The List September 2004

Private Military Contractors

A buyer's guide

The Iraq occupation—particularly the events in Fallujah and at Abu Ghraib—has introduced Americans to a newly prevalent kind of warrior: private corporate soldiers. Roughly 20,000 of them work alongside the coalition in Iraq—ten times as many per military soldier as served in the 1991 Gulf War. Blackwater USA and other private firms offer services ranging from feeding the troops to armed combat. According to P. W. Singer, the author of Corporate Warriors: The Rise of the Privatized Military Industry, their pay ranges from $250 a month for Kurdish fighters to $1,000 a day for former Green Berets. The growth of these companies over the past decade is attributable to several factors: a trend toward outsourcing in business and government, the overextension of the U.S. military, and the increased frequency of conflict in a post-Cold War world. Here are some notable private contracts from the past decade, ranked by cost.

  1. Supplying and training the Saudi National Guard, the elite forces that protect the Saudi monarchy and maintain stability, $831 million for five years (1998): Vinnell Corp.
  2. Providing security for the Program Management Office monitoring the reconstruction effort in Iraq, $293 million for three years (2004): Aegis Defense Services.

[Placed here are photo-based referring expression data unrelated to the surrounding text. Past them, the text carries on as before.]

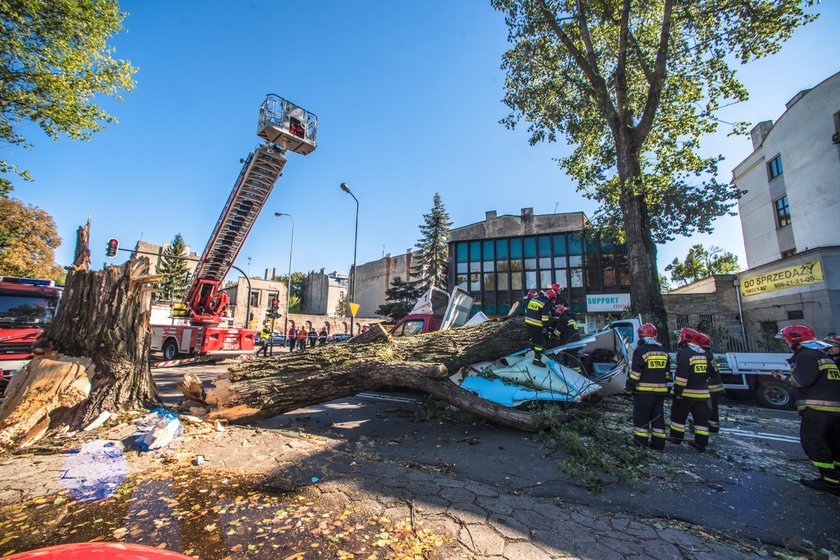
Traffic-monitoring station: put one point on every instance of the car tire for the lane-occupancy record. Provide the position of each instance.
(775, 394)
(170, 349)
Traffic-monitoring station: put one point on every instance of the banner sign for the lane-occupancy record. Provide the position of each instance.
(610, 303)
(790, 277)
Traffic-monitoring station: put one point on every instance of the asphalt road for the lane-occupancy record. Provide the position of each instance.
(745, 487)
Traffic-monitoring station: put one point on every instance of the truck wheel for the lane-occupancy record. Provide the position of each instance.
(774, 394)
(170, 349)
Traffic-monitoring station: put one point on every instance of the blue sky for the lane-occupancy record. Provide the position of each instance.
(408, 96)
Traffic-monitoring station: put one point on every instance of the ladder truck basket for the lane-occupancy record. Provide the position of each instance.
(286, 125)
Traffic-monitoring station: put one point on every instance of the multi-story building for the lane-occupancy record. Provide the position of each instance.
(499, 259)
(791, 185)
(323, 292)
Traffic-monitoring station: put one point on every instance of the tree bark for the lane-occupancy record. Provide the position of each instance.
(93, 357)
(269, 387)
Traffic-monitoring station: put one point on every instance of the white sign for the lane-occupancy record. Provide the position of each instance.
(611, 303)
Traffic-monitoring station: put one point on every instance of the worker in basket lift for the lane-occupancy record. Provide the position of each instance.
(691, 391)
(715, 385)
(648, 383)
(538, 318)
(817, 379)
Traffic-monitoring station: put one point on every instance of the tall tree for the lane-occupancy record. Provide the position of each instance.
(430, 265)
(28, 240)
(633, 86)
(54, 62)
(701, 262)
(174, 270)
(401, 297)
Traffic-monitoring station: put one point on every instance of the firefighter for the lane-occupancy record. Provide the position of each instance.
(648, 383)
(817, 379)
(538, 317)
(265, 334)
(715, 385)
(691, 391)
(564, 327)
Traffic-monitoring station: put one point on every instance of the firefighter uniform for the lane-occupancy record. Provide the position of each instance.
(715, 392)
(648, 381)
(691, 396)
(818, 381)
(537, 317)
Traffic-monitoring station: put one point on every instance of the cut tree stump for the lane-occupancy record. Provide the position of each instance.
(265, 388)
(93, 357)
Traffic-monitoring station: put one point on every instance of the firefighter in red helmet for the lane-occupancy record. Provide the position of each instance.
(648, 383)
(691, 390)
(715, 384)
(538, 317)
(817, 379)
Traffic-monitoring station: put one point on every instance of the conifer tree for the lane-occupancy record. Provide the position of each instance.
(431, 263)
(174, 270)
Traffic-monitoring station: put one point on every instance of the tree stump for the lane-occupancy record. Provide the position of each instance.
(93, 357)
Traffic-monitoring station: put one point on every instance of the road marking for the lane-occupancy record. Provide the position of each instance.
(760, 435)
(378, 397)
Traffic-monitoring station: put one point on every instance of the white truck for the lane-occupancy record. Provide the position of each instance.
(740, 371)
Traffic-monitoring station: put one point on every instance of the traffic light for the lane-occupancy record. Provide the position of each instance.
(111, 249)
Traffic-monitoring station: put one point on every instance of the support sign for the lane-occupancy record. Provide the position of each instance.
(790, 277)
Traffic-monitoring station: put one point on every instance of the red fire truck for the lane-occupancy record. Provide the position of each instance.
(285, 127)
(27, 305)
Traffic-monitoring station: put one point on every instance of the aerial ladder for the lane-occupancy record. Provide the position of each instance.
(285, 127)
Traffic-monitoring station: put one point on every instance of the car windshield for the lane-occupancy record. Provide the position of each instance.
(25, 310)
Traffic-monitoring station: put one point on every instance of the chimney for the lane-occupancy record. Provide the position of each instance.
(759, 133)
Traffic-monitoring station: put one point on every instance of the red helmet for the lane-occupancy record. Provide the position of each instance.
(797, 334)
(690, 336)
(648, 330)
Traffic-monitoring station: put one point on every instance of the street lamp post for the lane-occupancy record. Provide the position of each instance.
(346, 189)
(289, 278)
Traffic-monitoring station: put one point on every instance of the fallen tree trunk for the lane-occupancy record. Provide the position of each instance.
(269, 387)
(93, 357)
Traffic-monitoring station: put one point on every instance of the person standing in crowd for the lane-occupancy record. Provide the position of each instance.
(302, 338)
(691, 391)
(715, 384)
(648, 383)
(817, 379)
(537, 317)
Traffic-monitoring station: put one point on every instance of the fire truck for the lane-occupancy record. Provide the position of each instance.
(285, 127)
(27, 306)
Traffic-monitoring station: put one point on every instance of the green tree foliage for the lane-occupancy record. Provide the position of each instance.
(174, 270)
(28, 240)
(700, 263)
(633, 86)
(431, 263)
(54, 62)
(296, 295)
(401, 297)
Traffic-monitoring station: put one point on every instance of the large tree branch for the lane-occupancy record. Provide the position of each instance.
(596, 81)
(655, 91)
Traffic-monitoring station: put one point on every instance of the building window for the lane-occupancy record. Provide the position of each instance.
(775, 167)
(782, 211)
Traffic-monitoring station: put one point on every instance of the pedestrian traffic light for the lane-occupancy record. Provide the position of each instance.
(111, 249)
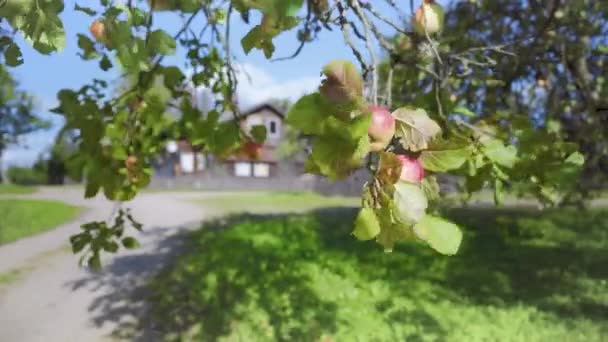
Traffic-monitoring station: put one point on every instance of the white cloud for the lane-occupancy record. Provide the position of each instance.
(257, 85)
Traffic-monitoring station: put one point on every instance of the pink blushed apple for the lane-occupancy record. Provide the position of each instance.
(381, 129)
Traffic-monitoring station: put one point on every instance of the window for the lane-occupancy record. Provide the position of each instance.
(242, 169)
(201, 163)
(273, 129)
(186, 162)
(261, 170)
(254, 120)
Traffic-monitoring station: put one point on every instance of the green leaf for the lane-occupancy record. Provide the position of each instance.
(94, 262)
(110, 246)
(91, 189)
(499, 194)
(445, 156)
(130, 243)
(259, 133)
(430, 188)
(257, 38)
(336, 157)
(288, 8)
(443, 236)
(500, 154)
(42, 27)
(172, 77)
(86, 10)
(12, 55)
(415, 128)
(308, 114)
(343, 83)
(410, 203)
(391, 232)
(576, 158)
(87, 46)
(367, 226)
(161, 42)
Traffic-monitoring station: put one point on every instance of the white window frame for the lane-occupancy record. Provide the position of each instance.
(186, 162)
(261, 170)
(277, 132)
(242, 169)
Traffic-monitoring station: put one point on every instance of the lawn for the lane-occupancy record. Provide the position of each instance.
(264, 202)
(22, 218)
(521, 275)
(16, 189)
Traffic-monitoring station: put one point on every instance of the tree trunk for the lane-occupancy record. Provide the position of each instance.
(3, 178)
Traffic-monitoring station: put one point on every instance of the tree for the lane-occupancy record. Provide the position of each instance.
(16, 114)
(432, 134)
(543, 64)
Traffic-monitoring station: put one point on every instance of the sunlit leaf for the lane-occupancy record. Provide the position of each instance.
(443, 236)
(415, 128)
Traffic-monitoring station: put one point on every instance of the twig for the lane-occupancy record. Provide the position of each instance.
(368, 42)
(389, 88)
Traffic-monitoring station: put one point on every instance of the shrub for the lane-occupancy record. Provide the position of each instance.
(26, 176)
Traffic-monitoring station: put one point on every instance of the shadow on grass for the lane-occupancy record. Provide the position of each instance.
(303, 277)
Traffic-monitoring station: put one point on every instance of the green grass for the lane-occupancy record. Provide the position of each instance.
(16, 189)
(22, 218)
(263, 202)
(521, 275)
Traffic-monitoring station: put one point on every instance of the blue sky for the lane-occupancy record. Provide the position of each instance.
(43, 75)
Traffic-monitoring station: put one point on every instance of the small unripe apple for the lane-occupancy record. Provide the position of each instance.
(411, 169)
(429, 18)
(382, 128)
(131, 162)
(98, 30)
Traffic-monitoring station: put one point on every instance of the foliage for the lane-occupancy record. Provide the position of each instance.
(520, 273)
(530, 70)
(23, 218)
(102, 236)
(119, 132)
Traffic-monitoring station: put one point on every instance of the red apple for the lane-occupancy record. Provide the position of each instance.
(98, 30)
(382, 128)
(411, 169)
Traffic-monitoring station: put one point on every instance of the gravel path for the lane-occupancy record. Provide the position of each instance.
(56, 300)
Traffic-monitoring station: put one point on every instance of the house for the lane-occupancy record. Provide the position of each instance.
(182, 159)
(267, 165)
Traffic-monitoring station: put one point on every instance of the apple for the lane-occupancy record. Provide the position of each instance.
(252, 150)
(131, 162)
(429, 18)
(382, 128)
(411, 169)
(98, 30)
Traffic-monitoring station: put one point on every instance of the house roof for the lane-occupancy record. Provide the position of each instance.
(261, 107)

The contract calls for up to 75 two-man security teams trained in "mobile vehicle warfare" and "counter-sniping," and puts Aegis in charge of coordinating all the private security contractors in Iraq.
  3. Leading an attempt to overthrow the Nigerian government of General Sani Abacha, $100 million (1998): Executive Outcomes declined the offer. Abacha died of natural causes that same year.
  4. Providing a security detail for Afghan President Hamid Karzai, $52 million (2003): DynCorp.
  5. Creating a new Iraqi police force, $50 million for the first year (2003): DynCorp.
  6. Training a new Iraqi army, $48 million (2003): Vinnell Corp. The contract called for Vinnell to train nine battalions; more than half of the first completed battalion later abandoned the army.
  7. Protecting Iraq's oil pipeline, $39.2 million (2003-present): Erinys International. The job requires 14,500 guards.
  8. Defending Sierra Leone's capital, repelling an invading rebel army, and storming its stronghold, $35 million (1995-1997): Executive Outcomes. While under contract Executive Outcomes defeated two violent coup attempts by the rebel army. Meanwhile, the firm allowed a quieter internal coup by a third party to succeed; this brought to power a head of state more sympathetic to Executive Outcomes.
  9. Providing interrogation services in Iraq, $19.9 million (2003-present): CACI Systems. At least two contractors, one from CACI and one from Titan Corp., have been implicated in the Abu Ghraib scandal.
  10. Providing a team of former New Zealand special-ops soldiers to rescue a businessman held hostage in East Timor, $220,000 (2000): Onix International.